Runtime security identifies hacker attacks adaptively, monitors and protects container runtime security in real time, and utilizes diversified security features, including container escape, reverse shell, and virus scanning.
Container escape: A container escapes from its permissions and accesses the host and other containers on the host by exploiting system vulnerabilities. As containers share the operating system kernel with the host, to prevent them from getting the host's root privileges, they are usually not allowed to run in privileged mode. TCSS categorizes risk events into three types based on the sequence of container escapes performed by intruders: container in risk, program privilege escalation, and container escape. Containers in risk: Risks are found in the current container, such as sensitive path mount and privileged container, which may cause privilege escalation or escape.
Program privilege escalation: Privilege escalation events are detected on the container.
Container escape: The current container has escaped. In this case, you should immediately respond to the risky event with the recommended solution.

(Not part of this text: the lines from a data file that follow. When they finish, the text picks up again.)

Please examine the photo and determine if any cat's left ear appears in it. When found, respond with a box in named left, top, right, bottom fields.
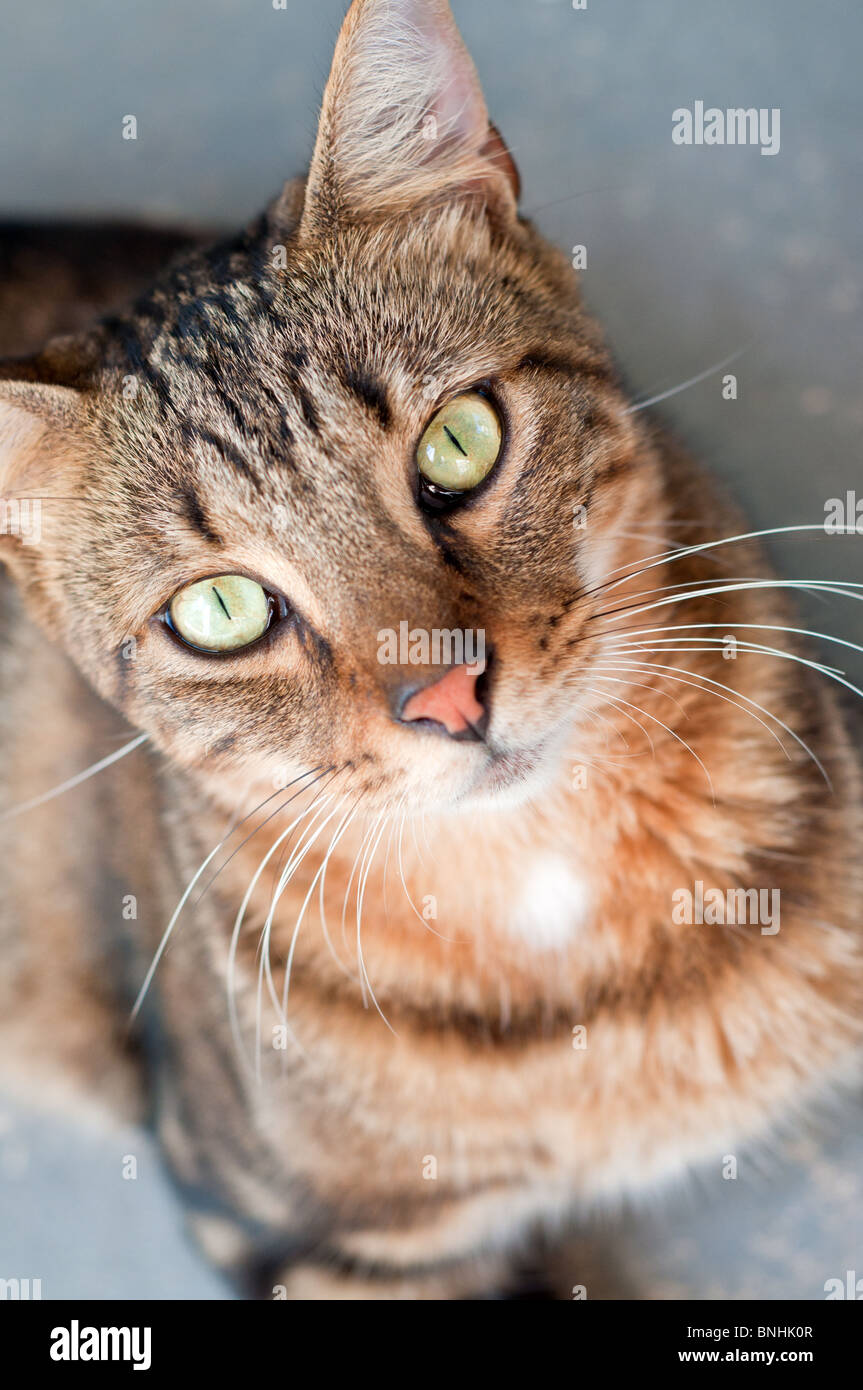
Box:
left=296, top=0, right=520, bottom=228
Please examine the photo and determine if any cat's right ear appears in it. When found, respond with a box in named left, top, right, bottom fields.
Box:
left=0, top=377, right=81, bottom=574
left=296, top=0, right=518, bottom=231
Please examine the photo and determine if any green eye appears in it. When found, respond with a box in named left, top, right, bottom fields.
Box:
left=417, top=391, right=503, bottom=492
left=168, top=574, right=271, bottom=652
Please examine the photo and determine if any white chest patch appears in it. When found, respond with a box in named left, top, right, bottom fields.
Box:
left=507, top=855, right=589, bottom=951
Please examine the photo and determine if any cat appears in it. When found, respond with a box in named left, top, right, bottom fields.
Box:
left=0, top=0, right=863, bottom=1300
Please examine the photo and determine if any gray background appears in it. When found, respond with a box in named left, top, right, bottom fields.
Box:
left=0, top=0, right=863, bottom=1298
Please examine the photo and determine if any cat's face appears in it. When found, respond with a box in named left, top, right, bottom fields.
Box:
left=1, top=0, right=656, bottom=806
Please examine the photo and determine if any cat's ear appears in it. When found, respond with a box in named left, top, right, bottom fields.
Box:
left=0, top=379, right=79, bottom=569
left=296, top=0, right=518, bottom=227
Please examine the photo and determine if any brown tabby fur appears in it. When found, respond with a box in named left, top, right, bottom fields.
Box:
left=0, top=0, right=863, bottom=1298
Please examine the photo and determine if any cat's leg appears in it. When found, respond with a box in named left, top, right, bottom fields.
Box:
left=258, top=1255, right=520, bottom=1302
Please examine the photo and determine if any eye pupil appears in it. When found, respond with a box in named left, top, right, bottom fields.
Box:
left=417, top=391, right=503, bottom=498
left=167, top=574, right=272, bottom=653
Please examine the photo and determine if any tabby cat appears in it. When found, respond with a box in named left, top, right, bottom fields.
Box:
left=0, top=0, right=863, bottom=1300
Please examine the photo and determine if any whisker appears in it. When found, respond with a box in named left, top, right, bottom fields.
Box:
left=593, top=678, right=716, bottom=805
left=129, top=773, right=322, bottom=1026
left=225, top=772, right=336, bottom=1066
left=594, top=521, right=859, bottom=584
left=397, top=810, right=459, bottom=945
left=357, top=810, right=399, bottom=1037
left=624, top=343, right=749, bottom=416
left=0, top=734, right=150, bottom=824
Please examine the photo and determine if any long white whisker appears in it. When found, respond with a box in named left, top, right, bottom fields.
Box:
left=357, top=812, right=399, bottom=1037
left=606, top=521, right=859, bottom=588
left=624, top=348, right=746, bottom=416
left=591, top=580, right=863, bottom=631
left=225, top=788, right=336, bottom=1065
left=0, top=734, right=150, bottom=824
left=593, top=678, right=716, bottom=805
left=129, top=769, right=325, bottom=1026
left=254, top=792, right=340, bottom=1080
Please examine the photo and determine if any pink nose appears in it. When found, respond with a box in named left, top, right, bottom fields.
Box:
left=402, top=662, right=485, bottom=734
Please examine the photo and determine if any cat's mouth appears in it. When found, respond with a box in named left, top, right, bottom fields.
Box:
left=472, top=746, right=545, bottom=792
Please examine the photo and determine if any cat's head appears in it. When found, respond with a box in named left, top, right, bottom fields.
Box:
left=0, top=0, right=659, bottom=806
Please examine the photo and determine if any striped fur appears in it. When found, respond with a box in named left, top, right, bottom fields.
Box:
left=0, top=0, right=863, bottom=1298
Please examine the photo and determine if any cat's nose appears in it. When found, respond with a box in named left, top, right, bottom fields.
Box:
left=399, top=662, right=488, bottom=738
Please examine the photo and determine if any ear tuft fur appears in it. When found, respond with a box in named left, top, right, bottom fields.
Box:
left=304, top=0, right=518, bottom=225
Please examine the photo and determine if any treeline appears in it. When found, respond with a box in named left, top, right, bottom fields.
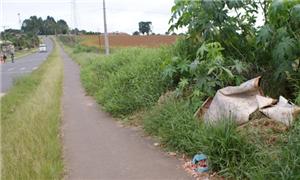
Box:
left=21, top=16, right=69, bottom=35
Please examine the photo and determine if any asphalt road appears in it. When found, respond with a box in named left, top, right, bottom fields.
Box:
left=0, top=37, right=53, bottom=94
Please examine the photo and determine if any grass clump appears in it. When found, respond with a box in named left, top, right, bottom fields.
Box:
left=1, top=38, right=63, bottom=179
left=96, top=49, right=167, bottom=115
left=74, top=48, right=167, bottom=116
left=144, top=99, right=263, bottom=179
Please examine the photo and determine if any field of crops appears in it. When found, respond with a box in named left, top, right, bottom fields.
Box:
left=80, top=35, right=178, bottom=47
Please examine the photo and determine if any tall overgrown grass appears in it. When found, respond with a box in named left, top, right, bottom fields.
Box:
left=1, top=38, right=63, bottom=179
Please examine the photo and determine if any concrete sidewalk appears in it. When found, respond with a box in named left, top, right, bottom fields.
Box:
left=61, top=47, right=192, bottom=180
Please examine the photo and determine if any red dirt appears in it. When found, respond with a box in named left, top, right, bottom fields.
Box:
left=80, top=35, right=179, bottom=47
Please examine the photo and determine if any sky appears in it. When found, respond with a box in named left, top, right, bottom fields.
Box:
left=0, top=0, right=180, bottom=34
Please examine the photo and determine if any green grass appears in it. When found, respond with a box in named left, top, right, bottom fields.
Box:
left=1, top=38, right=63, bottom=179
left=144, top=99, right=263, bottom=179
left=15, top=48, right=38, bottom=60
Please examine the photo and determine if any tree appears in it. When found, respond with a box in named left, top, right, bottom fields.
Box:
left=21, top=16, right=43, bottom=34
left=139, top=21, right=152, bottom=35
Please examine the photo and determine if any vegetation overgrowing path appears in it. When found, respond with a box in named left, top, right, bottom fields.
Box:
left=61, top=46, right=190, bottom=179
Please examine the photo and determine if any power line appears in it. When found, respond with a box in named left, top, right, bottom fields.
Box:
left=103, top=0, right=109, bottom=55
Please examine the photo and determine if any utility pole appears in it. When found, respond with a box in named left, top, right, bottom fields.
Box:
left=103, top=0, right=109, bottom=55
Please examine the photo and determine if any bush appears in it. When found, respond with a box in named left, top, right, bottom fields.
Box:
left=81, top=48, right=167, bottom=116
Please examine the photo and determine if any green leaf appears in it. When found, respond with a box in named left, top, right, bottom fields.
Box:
left=291, top=4, right=300, bottom=22
left=207, top=66, right=217, bottom=75
left=197, top=43, right=208, bottom=58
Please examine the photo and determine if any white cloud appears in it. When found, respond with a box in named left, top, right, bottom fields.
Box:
left=0, top=0, right=178, bottom=34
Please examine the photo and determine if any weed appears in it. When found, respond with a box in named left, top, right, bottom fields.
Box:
left=1, top=38, right=63, bottom=179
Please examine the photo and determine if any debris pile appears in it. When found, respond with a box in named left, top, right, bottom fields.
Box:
left=195, top=77, right=300, bottom=126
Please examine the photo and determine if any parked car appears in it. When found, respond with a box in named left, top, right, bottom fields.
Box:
left=39, top=44, right=47, bottom=52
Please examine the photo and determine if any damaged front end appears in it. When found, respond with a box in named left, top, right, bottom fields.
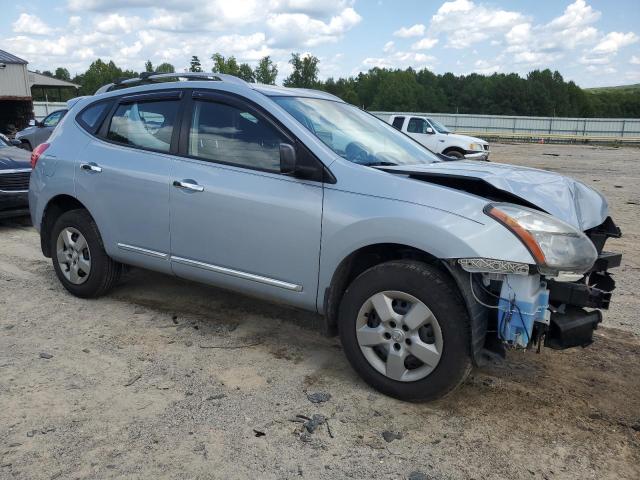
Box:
left=449, top=204, right=622, bottom=361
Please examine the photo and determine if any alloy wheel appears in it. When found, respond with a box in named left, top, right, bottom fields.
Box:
left=56, top=227, right=91, bottom=285
left=356, top=291, right=443, bottom=382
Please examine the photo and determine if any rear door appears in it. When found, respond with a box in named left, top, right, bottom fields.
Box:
left=170, top=92, right=323, bottom=309
left=76, top=90, right=182, bottom=272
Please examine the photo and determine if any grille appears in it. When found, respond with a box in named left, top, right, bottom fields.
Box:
left=0, top=170, right=31, bottom=192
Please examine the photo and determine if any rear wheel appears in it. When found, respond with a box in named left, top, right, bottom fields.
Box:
left=50, top=210, right=122, bottom=298
left=339, top=261, right=471, bottom=401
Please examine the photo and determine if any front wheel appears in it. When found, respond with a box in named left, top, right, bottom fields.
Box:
left=339, top=261, right=471, bottom=401
left=50, top=210, right=122, bottom=298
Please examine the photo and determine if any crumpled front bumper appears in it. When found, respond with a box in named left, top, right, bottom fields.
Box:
left=464, top=150, right=489, bottom=162
left=0, top=191, right=29, bottom=218
left=544, top=217, right=622, bottom=350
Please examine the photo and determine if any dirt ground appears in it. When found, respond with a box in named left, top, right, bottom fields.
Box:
left=0, top=145, right=640, bottom=480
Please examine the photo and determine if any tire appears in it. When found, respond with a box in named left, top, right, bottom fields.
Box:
left=445, top=150, right=464, bottom=160
left=338, top=260, right=472, bottom=402
left=49, top=210, right=122, bottom=298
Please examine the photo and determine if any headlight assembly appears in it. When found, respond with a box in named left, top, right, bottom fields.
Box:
left=484, top=203, right=598, bottom=275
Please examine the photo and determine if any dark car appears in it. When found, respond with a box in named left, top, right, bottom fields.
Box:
left=0, top=135, right=31, bottom=218
left=16, top=109, right=67, bottom=150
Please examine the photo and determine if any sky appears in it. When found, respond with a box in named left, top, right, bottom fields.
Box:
left=0, top=0, right=640, bottom=87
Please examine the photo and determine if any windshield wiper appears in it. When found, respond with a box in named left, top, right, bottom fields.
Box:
left=362, top=161, right=398, bottom=167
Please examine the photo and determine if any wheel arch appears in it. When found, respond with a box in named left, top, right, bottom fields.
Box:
left=40, top=194, right=91, bottom=258
left=323, top=243, right=488, bottom=365
left=323, top=242, right=448, bottom=336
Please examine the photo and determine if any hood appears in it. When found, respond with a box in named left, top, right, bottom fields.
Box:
left=380, top=161, right=609, bottom=231
left=447, top=133, right=489, bottom=145
left=15, top=126, right=38, bottom=138
left=0, top=147, right=31, bottom=173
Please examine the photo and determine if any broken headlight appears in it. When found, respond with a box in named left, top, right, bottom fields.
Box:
left=484, top=203, right=598, bottom=275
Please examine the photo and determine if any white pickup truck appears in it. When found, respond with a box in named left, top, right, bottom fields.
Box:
left=388, top=115, right=489, bottom=161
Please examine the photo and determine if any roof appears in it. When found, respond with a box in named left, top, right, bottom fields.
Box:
left=29, top=71, right=80, bottom=88
left=254, top=83, right=343, bottom=102
left=0, top=50, right=29, bottom=65
left=95, top=72, right=342, bottom=102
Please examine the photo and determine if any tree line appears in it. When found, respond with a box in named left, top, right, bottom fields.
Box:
left=42, top=53, right=640, bottom=118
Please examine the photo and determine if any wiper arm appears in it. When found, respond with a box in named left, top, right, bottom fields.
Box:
left=362, top=162, right=398, bottom=167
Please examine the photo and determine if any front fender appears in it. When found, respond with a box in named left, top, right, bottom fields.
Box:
left=317, top=189, right=535, bottom=312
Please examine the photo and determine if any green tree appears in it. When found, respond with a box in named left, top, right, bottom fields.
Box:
left=156, top=62, right=176, bottom=73
left=211, top=53, right=240, bottom=77
left=238, top=63, right=256, bottom=83
left=282, top=53, right=320, bottom=88
left=189, top=55, right=202, bottom=72
left=253, top=56, right=278, bottom=85
left=53, top=67, right=71, bottom=82
left=74, top=59, right=138, bottom=95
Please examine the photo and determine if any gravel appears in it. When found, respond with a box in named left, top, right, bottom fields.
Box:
left=0, top=145, right=640, bottom=480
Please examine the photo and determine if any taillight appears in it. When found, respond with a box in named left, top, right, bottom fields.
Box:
left=31, top=143, right=49, bottom=168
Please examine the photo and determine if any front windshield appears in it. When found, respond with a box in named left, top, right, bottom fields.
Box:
left=429, top=118, right=451, bottom=133
left=273, top=97, right=438, bottom=166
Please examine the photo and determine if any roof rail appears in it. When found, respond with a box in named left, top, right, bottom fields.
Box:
left=95, top=72, right=247, bottom=95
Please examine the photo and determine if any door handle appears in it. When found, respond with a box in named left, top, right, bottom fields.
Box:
left=173, top=180, right=204, bottom=192
left=80, top=162, right=102, bottom=173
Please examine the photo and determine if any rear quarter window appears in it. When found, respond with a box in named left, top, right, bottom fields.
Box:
left=76, top=102, right=110, bottom=133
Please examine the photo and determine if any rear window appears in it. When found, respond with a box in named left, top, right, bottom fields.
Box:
left=78, top=102, right=109, bottom=131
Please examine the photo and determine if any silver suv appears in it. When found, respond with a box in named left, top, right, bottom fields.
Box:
left=29, top=74, right=620, bottom=401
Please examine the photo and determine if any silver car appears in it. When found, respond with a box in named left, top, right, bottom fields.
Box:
left=15, top=109, right=67, bottom=151
left=29, top=73, right=620, bottom=401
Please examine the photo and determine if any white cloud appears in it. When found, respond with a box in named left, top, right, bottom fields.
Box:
left=548, top=0, right=601, bottom=30
left=578, top=55, right=611, bottom=65
left=513, top=51, right=560, bottom=67
left=95, top=13, right=143, bottom=34
left=411, top=37, right=438, bottom=50
left=587, top=65, right=618, bottom=75
left=593, top=32, right=638, bottom=54
left=266, top=8, right=362, bottom=48
left=429, top=0, right=525, bottom=49
left=12, top=13, right=53, bottom=35
left=393, top=23, right=425, bottom=38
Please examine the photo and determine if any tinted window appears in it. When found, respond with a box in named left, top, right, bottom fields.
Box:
left=407, top=117, right=427, bottom=133
left=189, top=101, right=287, bottom=172
left=78, top=102, right=109, bottom=130
left=42, top=110, right=67, bottom=127
left=392, top=117, right=404, bottom=130
left=107, top=100, right=180, bottom=152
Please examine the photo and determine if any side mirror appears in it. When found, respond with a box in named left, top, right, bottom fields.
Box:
left=280, top=143, right=296, bottom=175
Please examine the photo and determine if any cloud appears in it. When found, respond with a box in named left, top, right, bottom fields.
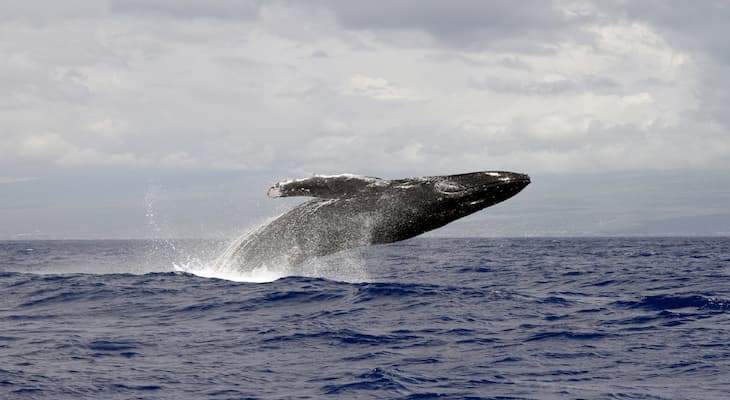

Reverse shell: Based on Tencent Cloud security technologies and multidimensional means, it recognizes and records reverse shell connections for real-time monitoring in the runtime container. Virus scanning: It checks for risky files called by running containers in real time. You can also manually trigger a quick scan to check for malicious viruses, trojans, and web shells in the container. Note:
Container alert events retain data only from the past six months. Daily automated checks detect and purge alert events older than 180 days, and expired data will no longer be displayed or queried. For extended retention, Log shipping is recommended for archival purposes.